Клод вложил в фигурку все свои опасения и надежды, связанные с Парижем. Когда поздно ночью он положил ее обратно в уютный деревянный домик, юноша понял, насколько беззащитен.
– Где же мне жить? Где работать? – пробормотал он.
Извозчик постарался его утешить, предложив то единственное средство, какое ему было известно:
– Поешь чего-нибудь, – и протянул украденную банку с абрикосами, достойными самого Шардена.
[50]
19
Через неделю после начала путешествия «Люсиль», которую тащила уставшая почтовая лошадь, прибыла в Париж и встала под воротами. Клод проснулся в задней корзине, зажатый между дорожной сумкой из Шани и чемоданом из Макона. Он уставился на заржавленные острия опускающейся решетки.
Извозчик тут же сообщил проснувшемуся путешественнику прогноз погоды. «Небо серее, чем оловянная тарелка», – сказал он.
Но с точки зрения Клода, Париж создавал совсем иное впечатление. И ворота, и горшки на стенах, напоминающие зубцы, заставили юношу вспомнить картинку древнего замка. Он не замедлил поделиться впечатлением:
– Это же крепость!
– Если и так, то эту крепость явно осаждают, – ответил извозчик. – Посмотри-ка туда!
И в самом деле, сотни странствующих солдат штурмовали ворота. Но в руках у них были не аркебузы и не древки пик, а сумки и корзины, молотки, пилы и мешки всевозможных форм и размеров. Клод, усевшись высоко на куче свертков, испугался такого разнообразия – куда ни бросал он взгляд, везде его ожидало что-то новое. Он крутил головой, подобно грузоподъемному крану, пытаясь постигнуть смысл уличной жизни.
Когда «Люсиль» подъехала к депо, извозчик заорал: «Тормози!!!» – и Клод спрыгнул на землю. Ноги его затекли. Он удивительно ловко подсунул под колеса деревянные клинья и огляделся. Вокруг стояло множество лакированных повозок: крытые экипажи, громоздкие почтовые коляски, целая армада кебов.
– Я должен проверить декларацию грузов и пассажиров. Будет много болтовни насчет пропаж. Встретимся здесь в семь вечера. Не опаздывай! – И Поль Дом указал на куранты Гревской площади.
Извозчик тяжело спустился на землю, и его тут же атаковал торговец, ожидающий поставки партии конского волоса из Шани. Впрочем, Поль успел ободрить мальчика до того, как его окончательно поглотила толпа купцов и распространителей. Он прокричал:
– Помнишь, что говорил тебе аббат? Мол, надо тренировать свое зрение так, чтобы глаза могли уловить каждую деталь в водовороте окружающих предметов…
Клод закончил фразу:
– …дабы удовлетворить потребность мозга в зрительных образах.
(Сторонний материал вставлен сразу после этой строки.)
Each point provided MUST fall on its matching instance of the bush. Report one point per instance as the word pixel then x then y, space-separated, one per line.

– Ага, вот так и сделай! – Далее извозчика поглотила толпа, оставив Клоду возможность изучать город Париж в одиночку.
Что же увидел Клод?
Он увидел продавца лент и бантов, флиртующего с монашкой.
Он увидел каменных королей собора Парижской Богоматери и залюбовался железными западными воротами (здесь его сбил с ног добросовестный продавец гипсовых медальонов, жаждущий выгодных сделок).
Он увидел пьяницу, которого тошнило красным вином.
Он увидел ребенка, играющего с обнаженным мечом швейцарского стражника.
Он увидел старика, пытающегося спрятать съедобные объедки от мусорщиков, и девушку, призывающую прохожих отведать горячих сдобных булочек, посыпанных анисом.
Он увидел слепого босяка и его безногого товарища, чья способность передвигаться моментально вернулась, когда его обвинили в недозволенном – покушении на чужое место.
Он увидел «врата смерти» Странноприимного Дома и смотрел, как здоровые туристы смеются над входящей процессией смертельно больных людей.
Он увидел мужчину в красном одеянии, с саблей на боку, ниткой с нанизанными зубами на шее и пером павлина в волосах.
Он увидел пешеходов с батистовыми платками и оборванными ковриками, прикрывающими лица. Они шли мимо вонючего парижского кладбища, где кости людей были сложены подобно поленницам дров.
Он увидел, насколько разнообразны порошки, покрывающие лица парижан. Чистильщик каминов столкнулся с учеником парикмахера – один был покрыт сажей, другой – белоснежной пудрой.
Он увидел еще одну монахиню – город был переполнен монашками, – она плевалась, как верблюд.
Он увидел, как большое становится маленьким, а маленькое – большим. Огромный мир состоял из вывесок магазинов, предлагающих обувь для гигантов, очки с линзами размером с колесо, ножницы, которыми можно разрезать сразу три ветки. Но Клода больше заинтересовали миниатюрные предметы, выставленные в витрине галереи: крошечный ярмарочный киоск, привезенный из Людвигсбурга, два чучела водяных крыс, одетых в пышные платья, золотые и серебряные рыбки, плавающие в стеклянных сосудах с кривыми углами.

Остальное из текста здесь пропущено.